Despite warning that Brexit would hold back growth in the long run, on the eve of Britain’s formal departure the central bank’s rate-setting monetary policy committee (MPC) voted to leave rates unchanged at 0.75%.
There had been mounting speculation it would cut to 0.5%, in what would have been the first rate reduction since straight after the referendum in 2016, after Britain’s economy effectively stalled at the end of last year amid intense uncertainty over Brexit and the election.
However, business confidence has surged since Johnson’s unexpectedly decisive victory, paving the way for a recovery at the start of the year. Driven by a bounce in business investment and stronger conditions in the global economy, the Bank said growth would recover to around 0.2% in the first three months of the year, from zero at the end of 2019.
The MPC said the reduction in political uncertainty and the government’s plan to raise spending would probably boost economic growth over the months ahead.
This was Mark Carney’s final rate-setting meeting before he stands down from Threadneedle Street in March. Carney will be replaced as governor by the head of the Financial Conduct Authority, Andrew Bailey.
In a sign of the challenges that Britain still faces ahead of leaving the EU, two members of the Bank’s nine-strong MPC voted for an immediate cut in rates to provide additional support for households and businesses. In a repeat of their decision at last month’s meeting, Michael Saunders and Jonathan Haskel voted for lower borrowing costs.
Despite leaving interest rates unchanged, Threadneedle Street warned that Britain’s departure from the EU would significantly downgrade the country’s ability to generate non-inflationary growth in future.
The Bank said that productivity growth, a key measure of economic efficiency considered to be vital for improving living standards over the long term, would be damaged by tougher restrictions between Britain and the EU, even if the government secured a deep free trade agreement with Brussels.

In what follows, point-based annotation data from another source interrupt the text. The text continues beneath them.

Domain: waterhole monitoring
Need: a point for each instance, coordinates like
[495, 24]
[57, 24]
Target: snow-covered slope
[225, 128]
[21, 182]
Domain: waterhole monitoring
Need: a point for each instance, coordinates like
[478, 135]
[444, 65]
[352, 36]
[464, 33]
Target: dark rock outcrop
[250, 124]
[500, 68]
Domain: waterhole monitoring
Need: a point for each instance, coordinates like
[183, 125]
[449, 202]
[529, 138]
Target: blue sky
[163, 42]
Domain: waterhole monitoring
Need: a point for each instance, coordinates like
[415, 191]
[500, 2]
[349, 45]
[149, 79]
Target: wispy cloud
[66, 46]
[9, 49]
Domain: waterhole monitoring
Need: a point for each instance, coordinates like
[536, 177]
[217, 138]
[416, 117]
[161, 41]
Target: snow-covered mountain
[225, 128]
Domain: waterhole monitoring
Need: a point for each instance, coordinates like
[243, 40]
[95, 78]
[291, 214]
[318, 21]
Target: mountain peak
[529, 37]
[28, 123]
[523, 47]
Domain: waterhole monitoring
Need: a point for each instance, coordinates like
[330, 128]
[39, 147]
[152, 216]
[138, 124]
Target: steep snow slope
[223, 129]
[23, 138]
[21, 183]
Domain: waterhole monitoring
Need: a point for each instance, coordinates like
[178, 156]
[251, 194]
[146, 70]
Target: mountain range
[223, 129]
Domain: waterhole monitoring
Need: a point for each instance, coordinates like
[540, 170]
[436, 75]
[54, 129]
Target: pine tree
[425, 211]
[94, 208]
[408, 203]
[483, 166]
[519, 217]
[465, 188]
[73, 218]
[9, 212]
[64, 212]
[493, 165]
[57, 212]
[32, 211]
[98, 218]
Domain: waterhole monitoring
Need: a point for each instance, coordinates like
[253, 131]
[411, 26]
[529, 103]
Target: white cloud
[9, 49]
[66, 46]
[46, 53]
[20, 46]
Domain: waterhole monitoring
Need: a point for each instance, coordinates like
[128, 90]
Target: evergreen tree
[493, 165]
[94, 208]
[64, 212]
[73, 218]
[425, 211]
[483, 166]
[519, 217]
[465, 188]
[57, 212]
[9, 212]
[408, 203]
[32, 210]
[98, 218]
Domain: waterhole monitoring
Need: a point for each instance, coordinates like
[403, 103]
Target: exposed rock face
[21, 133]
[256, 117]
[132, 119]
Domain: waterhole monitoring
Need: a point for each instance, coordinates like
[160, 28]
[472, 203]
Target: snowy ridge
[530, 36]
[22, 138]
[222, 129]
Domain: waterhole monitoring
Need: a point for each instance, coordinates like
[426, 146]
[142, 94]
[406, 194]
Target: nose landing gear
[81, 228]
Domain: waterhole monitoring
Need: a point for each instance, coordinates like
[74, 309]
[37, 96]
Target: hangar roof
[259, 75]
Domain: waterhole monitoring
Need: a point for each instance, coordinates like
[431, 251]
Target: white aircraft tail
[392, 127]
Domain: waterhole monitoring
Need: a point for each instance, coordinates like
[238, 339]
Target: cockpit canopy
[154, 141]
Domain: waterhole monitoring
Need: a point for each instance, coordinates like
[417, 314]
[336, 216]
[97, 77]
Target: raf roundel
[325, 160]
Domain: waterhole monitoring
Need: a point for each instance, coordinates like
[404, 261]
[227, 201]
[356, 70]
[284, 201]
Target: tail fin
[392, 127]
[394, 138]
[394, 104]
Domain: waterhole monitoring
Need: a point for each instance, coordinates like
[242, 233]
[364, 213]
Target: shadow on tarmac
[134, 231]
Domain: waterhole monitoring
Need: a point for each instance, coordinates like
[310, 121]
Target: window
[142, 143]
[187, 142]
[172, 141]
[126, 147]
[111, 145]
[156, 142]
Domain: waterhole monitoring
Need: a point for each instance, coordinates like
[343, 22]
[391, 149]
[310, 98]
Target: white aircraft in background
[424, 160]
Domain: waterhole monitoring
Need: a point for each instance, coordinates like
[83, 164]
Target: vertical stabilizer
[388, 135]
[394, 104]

Johnson’s demand to complete trade talks by the end of this year will also concentrate the impact, rather than allowing the economy to gradually adjust to the new relationship with the EU.
The Bank downgraded its forecast for supply growth, which determines the pace at which the economy can grow without generating excess inflation, to 1.1%. Britain had previously achieved rates of growth in supply of around 2.9% before the financial crisis, and 1.6% between 2010-2018.
The verdict has potential to embarrass the chancellor, Sajid Javid, who used an interview with the Financial Times this month to say he would target economic growth of between 2.7-2.8%.
“Productivity growth might pick up a little from current rates, but was expected to remain subdued. That reflected how persistently weak productivity growth had been since the financial crisis, the consequences of the recent weakness in investment and the adjustments necessitated by Brexit,” the Bank added.